Robert Oppenheimer, “Father” of the atomic bomb
“That’s what consists in being a [Zen] master. He’s not doing it because he wants to be superior, to put down other human beings. He’s doing it out of great compassion because he feels he knows something, which if you could find out, you would just be so happy and would want to give it to everybody else. But you can’t give it away because everybody’s got it, because what you’ve got to make them do is to see that they have it, that you don’t give it to them. And that’s the most difficult task. ”
This line at the end — it’s at the very end of Chapter 6 of his lecture book You’re It — as the words come out his voice goes introspective, somber.

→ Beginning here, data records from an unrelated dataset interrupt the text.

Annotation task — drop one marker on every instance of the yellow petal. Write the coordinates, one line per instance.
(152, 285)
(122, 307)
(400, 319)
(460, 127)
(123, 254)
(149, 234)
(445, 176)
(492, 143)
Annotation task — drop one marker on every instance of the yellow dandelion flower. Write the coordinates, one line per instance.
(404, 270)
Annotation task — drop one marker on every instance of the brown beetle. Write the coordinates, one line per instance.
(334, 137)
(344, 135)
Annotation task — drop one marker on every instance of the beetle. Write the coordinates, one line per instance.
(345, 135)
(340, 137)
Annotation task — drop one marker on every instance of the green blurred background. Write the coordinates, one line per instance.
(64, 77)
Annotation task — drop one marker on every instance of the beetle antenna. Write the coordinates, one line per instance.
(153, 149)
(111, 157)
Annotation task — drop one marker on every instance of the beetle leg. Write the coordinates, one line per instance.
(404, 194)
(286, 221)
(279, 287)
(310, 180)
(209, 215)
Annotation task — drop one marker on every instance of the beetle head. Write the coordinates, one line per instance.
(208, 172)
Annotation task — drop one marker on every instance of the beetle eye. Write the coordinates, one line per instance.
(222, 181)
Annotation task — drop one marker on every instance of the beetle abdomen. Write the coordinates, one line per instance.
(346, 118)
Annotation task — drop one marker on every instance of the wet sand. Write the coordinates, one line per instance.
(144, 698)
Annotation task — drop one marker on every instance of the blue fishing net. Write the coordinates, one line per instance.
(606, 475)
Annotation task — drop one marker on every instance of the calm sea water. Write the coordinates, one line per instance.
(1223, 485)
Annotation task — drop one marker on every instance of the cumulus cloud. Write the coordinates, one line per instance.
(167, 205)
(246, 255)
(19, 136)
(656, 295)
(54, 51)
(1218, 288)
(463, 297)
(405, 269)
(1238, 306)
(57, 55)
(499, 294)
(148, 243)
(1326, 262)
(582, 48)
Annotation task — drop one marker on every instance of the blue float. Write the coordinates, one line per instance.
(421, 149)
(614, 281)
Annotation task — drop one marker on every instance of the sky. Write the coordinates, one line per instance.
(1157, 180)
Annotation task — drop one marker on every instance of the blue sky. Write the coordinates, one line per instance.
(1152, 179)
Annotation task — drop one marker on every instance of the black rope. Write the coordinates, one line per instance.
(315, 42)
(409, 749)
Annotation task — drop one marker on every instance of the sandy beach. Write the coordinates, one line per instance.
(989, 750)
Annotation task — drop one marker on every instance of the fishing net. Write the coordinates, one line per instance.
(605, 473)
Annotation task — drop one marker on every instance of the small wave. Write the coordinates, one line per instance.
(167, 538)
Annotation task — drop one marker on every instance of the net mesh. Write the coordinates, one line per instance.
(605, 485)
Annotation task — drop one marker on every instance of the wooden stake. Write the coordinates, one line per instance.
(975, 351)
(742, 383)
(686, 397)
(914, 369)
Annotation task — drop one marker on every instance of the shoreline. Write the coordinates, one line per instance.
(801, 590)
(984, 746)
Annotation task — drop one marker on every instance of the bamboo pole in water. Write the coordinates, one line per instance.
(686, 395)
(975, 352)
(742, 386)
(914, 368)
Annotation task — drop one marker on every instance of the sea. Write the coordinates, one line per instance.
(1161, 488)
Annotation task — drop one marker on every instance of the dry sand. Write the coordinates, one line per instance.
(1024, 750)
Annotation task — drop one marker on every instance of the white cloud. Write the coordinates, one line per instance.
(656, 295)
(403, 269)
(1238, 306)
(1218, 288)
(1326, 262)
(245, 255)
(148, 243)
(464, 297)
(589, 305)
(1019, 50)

This to me is what he felt he was making his life about. I’m endlessly grateful for people like him who didn’t stop to simply enjoy themselves when they realized the whole name of the game was to enjoy yourself.
(Watts was a great enjoyer of himself as well. No bones about it.)
“… fake, rascal, philosophical entertainer, ego inside a bag of skin. ”
How his friends remember him:
“He saw the true emptiness of all things. He taught us to be free. To see through the multiplicities and absurdities to the Great Universal Personality and Play. He gave us the Dharma Eye of a new age…”
“Wide Mind, Joyous Mind, Careful Loving Mind. For the true life is beyond life and death, origination, and extinction. We are with you in the many paths you opened for us…”
“Alan Watts was a philosopher, a poet, a calligrapher, a lover, a friend, a dharma reveler, a revealer, a great founder of the spirit for all of us…”
Alan Watts is one of those lights in my life. I want to learn more about him. I understand there’s some scandal in how he ended his days, but this recount of his life makes me wonder how much is true.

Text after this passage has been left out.